Recently, we sat down with Kerim Satirl, Senior Developer Advocate at HashiCorp, to get some practical advice about how teams can make incidents less painful.
If you want to listen to the full conversation, we've embedded it here.
But if you're looking for a few quick highlights from that episode, we've shared some below.
How many incidents have you managed?
"I think a ratio of once every two weeks checks out. New security incidents, vulnerabilities that need to be taken care of. And of course, stuff that was committed that wasn't ready to be rolled out and had to be reworded."
Can you talk through one incident that highlighted the value of having a good incident management process?
"So I'll go back to...this is probably like 2012 or 2013. I worked at an ad tech company. We had an issue with a database migration. We decided to migrate some data from one MongoDB cluster to another. And the process should have worked out, but of course it didn't. So we paused it.
I was scheduled to go on vacation the week after—I was rock climbing back then. And we decided to pause everything because, you know, we were almost there, almost certain it was going to work out. But we didn't want to rush it. It's kind of like, don't deploy on Fridays. Don't make database changes when half of your team is going to be gone for the next week. Monday morning, my colleague comes in and—I want to be very clear, this is not about blaming anyone.
This is absolutely about lacking good tools and a good process.
My colleague decides that, you know what, I'm just going to finish this. It's going to be a nice surprise when he comes back and finds out everything is finished. And the intention there was good, right?
We love people that pick up our slack. As it happens, I'm climbing and I feel my backpack starting to vibrate, which is usually not a good thing because when I was climbing, everyone knew I was climbing and. So as I'm doing the second pitch of my route, I take a quick break.
I grab my phone and I see my colleague is calling me. 20 missed calls, something like that. First thought is, something happened that is so critical that one, he's calling me while I'm climbing. Two, he's calling me on vacation, which it was a startup, but we had a strong rule: If you're on vacation, you don't call people or you don't call them.
Here I am hanging off the mountain, probably 50 meters up in the air and grab my phone, call him and ask, 'What is the problem?' He ran a change mods command and basically locked himself out of one of the servers and just wasn't able to SSH into it.
If teams know how important a good incident response process is, why aren't they prioritizing it?
"I've mainly worked with startups and startup-like organizations inside enterprises, where the larger company wants their team to respond to incidents as quickly as possible. And then it's always high speed, low drag.
Not a lot of processes. Not a lot of documentation. Hardly any testing.
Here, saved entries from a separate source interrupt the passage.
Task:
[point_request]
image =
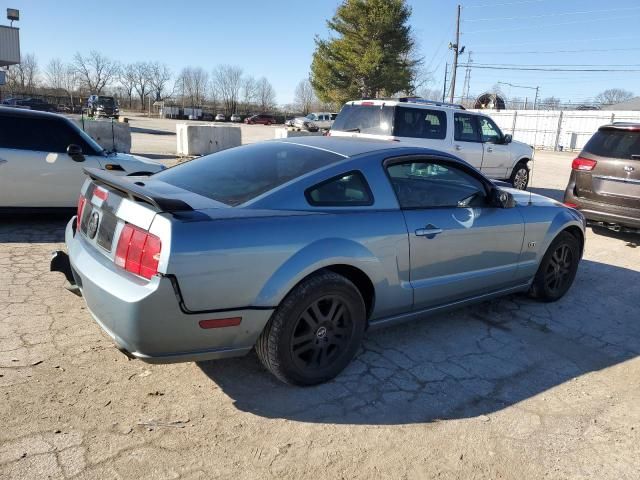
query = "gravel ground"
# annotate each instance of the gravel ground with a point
(506, 389)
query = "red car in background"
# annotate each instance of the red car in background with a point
(263, 118)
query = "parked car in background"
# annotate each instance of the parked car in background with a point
(605, 178)
(298, 246)
(42, 158)
(314, 121)
(31, 104)
(102, 106)
(263, 118)
(471, 136)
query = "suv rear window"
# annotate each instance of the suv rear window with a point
(240, 174)
(371, 119)
(614, 144)
(420, 123)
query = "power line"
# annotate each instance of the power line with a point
(583, 50)
(547, 15)
(491, 67)
(573, 22)
(505, 4)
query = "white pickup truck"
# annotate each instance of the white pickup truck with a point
(450, 128)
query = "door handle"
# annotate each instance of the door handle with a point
(429, 231)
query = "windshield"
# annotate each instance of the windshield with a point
(371, 119)
(237, 175)
(106, 101)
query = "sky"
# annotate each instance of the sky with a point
(275, 38)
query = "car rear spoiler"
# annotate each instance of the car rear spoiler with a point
(137, 191)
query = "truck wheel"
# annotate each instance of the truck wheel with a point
(520, 176)
(315, 332)
(557, 269)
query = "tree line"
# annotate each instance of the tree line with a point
(226, 88)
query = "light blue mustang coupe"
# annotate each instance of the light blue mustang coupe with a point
(297, 247)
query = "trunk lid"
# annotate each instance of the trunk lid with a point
(615, 178)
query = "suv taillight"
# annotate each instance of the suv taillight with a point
(138, 251)
(583, 164)
(81, 202)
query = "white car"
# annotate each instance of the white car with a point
(471, 136)
(314, 121)
(43, 157)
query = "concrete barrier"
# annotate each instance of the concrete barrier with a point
(286, 133)
(109, 135)
(205, 139)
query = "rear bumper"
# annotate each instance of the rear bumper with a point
(144, 318)
(606, 214)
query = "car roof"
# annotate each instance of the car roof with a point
(621, 126)
(23, 112)
(352, 146)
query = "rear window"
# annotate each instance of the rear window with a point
(420, 123)
(240, 174)
(615, 144)
(371, 119)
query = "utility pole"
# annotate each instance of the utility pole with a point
(444, 85)
(456, 52)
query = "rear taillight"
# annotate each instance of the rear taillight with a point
(138, 251)
(583, 164)
(81, 202)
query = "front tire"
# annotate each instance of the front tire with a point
(557, 270)
(315, 332)
(520, 176)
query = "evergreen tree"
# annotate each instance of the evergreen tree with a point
(370, 54)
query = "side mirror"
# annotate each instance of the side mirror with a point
(502, 199)
(75, 152)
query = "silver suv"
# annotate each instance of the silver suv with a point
(450, 128)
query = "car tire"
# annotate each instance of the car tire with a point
(315, 332)
(520, 176)
(557, 269)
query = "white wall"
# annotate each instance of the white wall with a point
(556, 130)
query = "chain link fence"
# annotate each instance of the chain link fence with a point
(564, 130)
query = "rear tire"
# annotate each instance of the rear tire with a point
(520, 176)
(557, 269)
(315, 332)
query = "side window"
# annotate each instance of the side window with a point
(466, 128)
(420, 123)
(424, 184)
(39, 134)
(490, 132)
(345, 190)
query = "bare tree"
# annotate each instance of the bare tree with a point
(227, 80)
(193, 84)
(55, 74)
(141, 80)
(266, 95)
(24, 76)
(613, 95)
(95, 71)
(249, 92)
(127, 79)
(160, 76)
(304, 97)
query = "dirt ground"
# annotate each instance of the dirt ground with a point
(510, 389)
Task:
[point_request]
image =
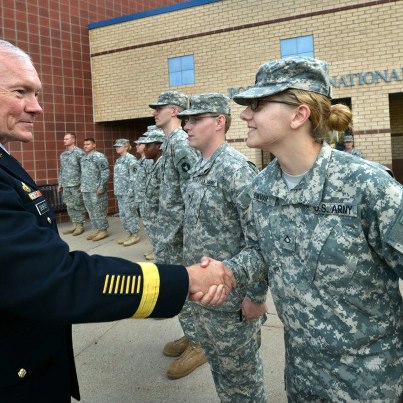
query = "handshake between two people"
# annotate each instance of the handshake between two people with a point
(210, 281)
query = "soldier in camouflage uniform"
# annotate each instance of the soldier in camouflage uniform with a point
(149, 208)
(327, 231)
(177, 159)
(69, 184)
(216, 203)
(143, 165)
(124, 175)
(94, 183)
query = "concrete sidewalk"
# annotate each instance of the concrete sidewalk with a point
(119, 362)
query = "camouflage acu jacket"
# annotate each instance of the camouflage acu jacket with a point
(332, 249)
(124, 175)
(216, 203)
(94, 172)
(70, 168)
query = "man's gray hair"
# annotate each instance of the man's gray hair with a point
(10, 48)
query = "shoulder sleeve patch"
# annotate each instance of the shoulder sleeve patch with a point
(394, 236)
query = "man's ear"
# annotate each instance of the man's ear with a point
(175, 110)
(220, 122)
(301, 115)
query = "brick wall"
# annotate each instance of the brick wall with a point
(230, 39)
(55, 34)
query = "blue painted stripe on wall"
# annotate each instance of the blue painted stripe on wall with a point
(149, 13)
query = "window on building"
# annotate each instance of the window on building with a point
(181, 70)
(300, 46)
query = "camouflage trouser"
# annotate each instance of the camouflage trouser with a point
(232, 350)
(187, 322)
(97, 207)
(169, 245)
(73, 200)
(128, 213)
(172, 253)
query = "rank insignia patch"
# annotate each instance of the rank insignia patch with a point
(25, 187)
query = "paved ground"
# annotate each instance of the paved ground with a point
(122, 362)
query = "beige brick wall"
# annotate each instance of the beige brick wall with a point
(357, 40)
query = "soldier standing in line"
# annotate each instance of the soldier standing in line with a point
(177, 159)
(216, 204)
(143, 165)
(94, 183)
(69, 184)
(149, 208)
(328, 235)
(124, 183)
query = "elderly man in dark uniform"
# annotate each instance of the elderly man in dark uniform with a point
(44, 287)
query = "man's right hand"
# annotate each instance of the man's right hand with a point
(203, 277)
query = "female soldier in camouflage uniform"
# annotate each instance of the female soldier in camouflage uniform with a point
(327, 229)
(149, 208)
(123, 186)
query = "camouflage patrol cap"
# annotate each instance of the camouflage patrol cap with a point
(304, 73)
(153, 135)
(121, 142)
(154, 138)
(207, 103)
(171, 98)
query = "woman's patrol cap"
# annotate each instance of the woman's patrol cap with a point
(171, 98)
(303, 73)
(121, 142)
(153, 135)
(207, 103)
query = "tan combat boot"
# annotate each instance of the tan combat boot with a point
(79, 229)
(92, 235)
(69, 230)
(190, 359)
(134, 238)
(100, 235)
(121, 241)
(149, 256)
(176, 348)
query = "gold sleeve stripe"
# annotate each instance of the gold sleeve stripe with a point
(134, 284)
(106, 284)
(117, 284)
(111, 284)
(151, 289)
(128, 285)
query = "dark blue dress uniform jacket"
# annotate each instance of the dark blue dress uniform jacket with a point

These are all the things that you can 'save money on,' but you can save money on them until stuff goes wrong. At which point, all the money you saved goes into an all-hands-on deck situation where you're trying to solve that incident because, usually, there's not just a single thing that went wrong.
There's usually a litany of things. And of course, because you haven't properly documented everything, nobody has an idea how to solve it all."
Given how stressful incident response can be, why would someone want to be involved in them? What's the value?
"For many engineers, I think there's this hero complex of wanting to be the one that saves the team. But you could have prevented having that work in the first place by doing it properly. But ultimately, if you're the one building it, you're uniquely qualified to fix it. When I have an incident, I don't want to have to first fix my incident tooling.
I just want to be taking notes. I want my comms team to be able to go in there, see what's happening. I want them to be able to understand the severity of it. I want the PMs that are involved to be able to just dig in and find the information they need. I think that's to me is the most important thing because if you can see what's going on, what's broken, you don't have to bother me, which means I can probably focus on fixing the incident.
We can always chat in more detail later, but while the incident is ongoing, engineering focus should be on solving the issue. So take part in that process and learn from it."
About the interviewee: Kerim Satirl is a Senior Developer Advocate at HashiCorp, an infrastructure and orchestration platform, best known for Terraform and Nomad. Before HashiCorp, Kerim worked on various operational teams, helping organizations embrace DevOps mentalities and automation. Ultimately, he's focused on making sure his teams build stuff that doesn't break.